Semula, Inu tidak percaya di kampus pencetak pamong itu berlangsung kekerasan. "Dia itu sebelumnya enggak pernah percaya kalau ada kekerasan di IPDN," papar istrinya, Indah Prasetyati. "Saat anak teman saya dipukuli sampai babak belur dan lari, ia malah menyuruhnya kembali ke barak. Barulah saat muncul kasus praja putri yang sampai tidak sadar, lalu memilih keluar dan bekerja di bengkel, dia mulai curiga. Kasusnya kok bertubi? Ini ditambah laporan tentang dugaan penganiayaan Wahyu. Dari sini dia mulai percaya."

Mendalami Filsafat dan Agama
Lulusan Program Magister Administrasi Publik Universitas Gajah Mada (lulus 1990), itu sudah ditinggal ibunya (meninggal) semasih duduk di SMA. Akibat kematian ibunya, Ini sempat bertanya dan menyalahkan Tuhan. "Mengapa Dia tega mengambil orang yang saya kasihi?" gumamnya. Akibatnya, Inu sempat ’lari’ dari Tuhan, meski tak berlangsung lama. Lalu ia sadar, ternyata bersahabat dengan Tuhan itu menyenangkan.
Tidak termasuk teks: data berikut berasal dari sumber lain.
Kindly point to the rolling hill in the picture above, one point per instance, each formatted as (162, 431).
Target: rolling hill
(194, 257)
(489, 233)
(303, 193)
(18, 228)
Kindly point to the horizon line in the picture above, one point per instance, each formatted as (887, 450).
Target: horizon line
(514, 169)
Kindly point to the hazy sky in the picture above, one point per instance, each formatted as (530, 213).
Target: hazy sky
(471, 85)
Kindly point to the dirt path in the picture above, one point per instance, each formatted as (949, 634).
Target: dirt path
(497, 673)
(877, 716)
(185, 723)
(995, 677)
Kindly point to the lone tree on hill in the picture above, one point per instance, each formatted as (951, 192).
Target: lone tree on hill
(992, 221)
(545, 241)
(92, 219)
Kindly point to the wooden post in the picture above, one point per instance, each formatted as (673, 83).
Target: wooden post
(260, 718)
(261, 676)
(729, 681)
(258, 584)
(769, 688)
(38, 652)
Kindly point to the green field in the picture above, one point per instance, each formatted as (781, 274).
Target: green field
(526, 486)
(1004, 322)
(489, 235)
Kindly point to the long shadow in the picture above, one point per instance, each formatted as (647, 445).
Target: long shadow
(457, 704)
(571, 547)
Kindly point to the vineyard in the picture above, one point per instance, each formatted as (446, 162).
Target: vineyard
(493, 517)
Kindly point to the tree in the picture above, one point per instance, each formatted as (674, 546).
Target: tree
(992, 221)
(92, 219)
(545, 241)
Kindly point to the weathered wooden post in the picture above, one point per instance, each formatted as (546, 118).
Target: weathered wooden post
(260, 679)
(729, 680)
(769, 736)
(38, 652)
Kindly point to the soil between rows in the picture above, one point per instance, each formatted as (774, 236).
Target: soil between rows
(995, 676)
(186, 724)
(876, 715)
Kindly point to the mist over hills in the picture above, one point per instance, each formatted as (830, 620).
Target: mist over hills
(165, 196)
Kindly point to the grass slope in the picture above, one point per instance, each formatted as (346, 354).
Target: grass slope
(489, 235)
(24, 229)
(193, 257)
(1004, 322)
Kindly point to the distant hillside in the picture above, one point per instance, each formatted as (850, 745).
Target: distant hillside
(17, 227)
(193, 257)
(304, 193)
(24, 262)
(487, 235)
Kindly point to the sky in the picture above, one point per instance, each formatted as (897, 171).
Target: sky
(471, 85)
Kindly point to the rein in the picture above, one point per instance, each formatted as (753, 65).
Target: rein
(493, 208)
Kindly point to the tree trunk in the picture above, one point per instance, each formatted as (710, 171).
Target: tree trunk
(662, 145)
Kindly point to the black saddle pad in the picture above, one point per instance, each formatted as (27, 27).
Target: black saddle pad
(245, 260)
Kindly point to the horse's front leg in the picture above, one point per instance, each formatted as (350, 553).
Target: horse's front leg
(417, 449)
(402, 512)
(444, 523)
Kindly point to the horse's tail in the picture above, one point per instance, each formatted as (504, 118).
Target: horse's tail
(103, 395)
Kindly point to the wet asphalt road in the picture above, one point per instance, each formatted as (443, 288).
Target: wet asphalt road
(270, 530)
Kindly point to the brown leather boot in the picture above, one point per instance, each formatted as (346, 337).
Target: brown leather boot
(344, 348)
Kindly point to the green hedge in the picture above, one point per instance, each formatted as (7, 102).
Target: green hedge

Kemudian dalam pergumulannya, Inu banyak mempelajari ilmu filsafat dan keagamaan. Ketertarikan pada dua bidang ini kemudian dituangkannya dalam ide-ide penulisan. Inu telah menulis 42 judul buku dan karya tulis, di antaranya berjudul: Filsafat Kehidupan, Filsafat Pemerintahan, serta Ilmu Pemerintahan dan Al-Qur’an.

Berbekal pendalaman filsafat dan keagamaan itu, Inu dan keluarganya hingga kini memilih hidup dalam kebersahajaan. Ia bersama istri dan tiga anaknya tinggal di rumah dinas yang sebetulnya merupakan jatah untuk dosen golongan II, bukan golongan IV seperti dirinya. Bepergian ke mana- mana pun dia kerap menggunakan angkutan umum. Baginya, kesederhanaan adalah sebuah pilihan hidup.

DPR Protes
Dalam suara kebenaran dalam kesendiriannya di kampus IPDN, Inu boleh terhibur, karena di luar kampus ia mendapat dukungan luas. Berbagai elemen mahasiswa juga bernjuk rasa menuntut kekerasan di IPDN dihentikan. Bahkan DPR pun ikut memprotes keras sanksi terhadapnya, karena keterbukaannya membuka kasus-kasus kekerasan mahasiswa di IPDN.

Ketua FPDIP Tjahyo Kumolo kepada wartawan di Gedung DPR/MPR, menyatakan, sanksi yang dijatuhkan kepada Inu Kencana Syafiie dengan memberhentikannya dari kegiatan mengajar sekaligus sebagai PNS itu sangat berlebihan dan reaksioner.

Sebagai dosen, terang dia, seharusnya Rektor IPDN dan Depdagri berterima kasih dan memberikan penghargaan, sehingga kekerasan itu bisa terbuka kepada masyarakat.

“Kekerasan yang terjadi di kampus IPDN akan sangat sulit dihilangkan jika sistem secara keseluruhan tidak diperbaiki. Karena itu agar tujuan pendidikan IPDN yang bertujuan menyiapkan pamong-pamong yang profesional dan bertanggungjawab itu terpenuhi, seharusnya Depdagri berani mengambil langkah revolusioner dengan mengganti semua pimpinan, pengajar, dan staf administrasi di IPDN, ” kata Tjahyo.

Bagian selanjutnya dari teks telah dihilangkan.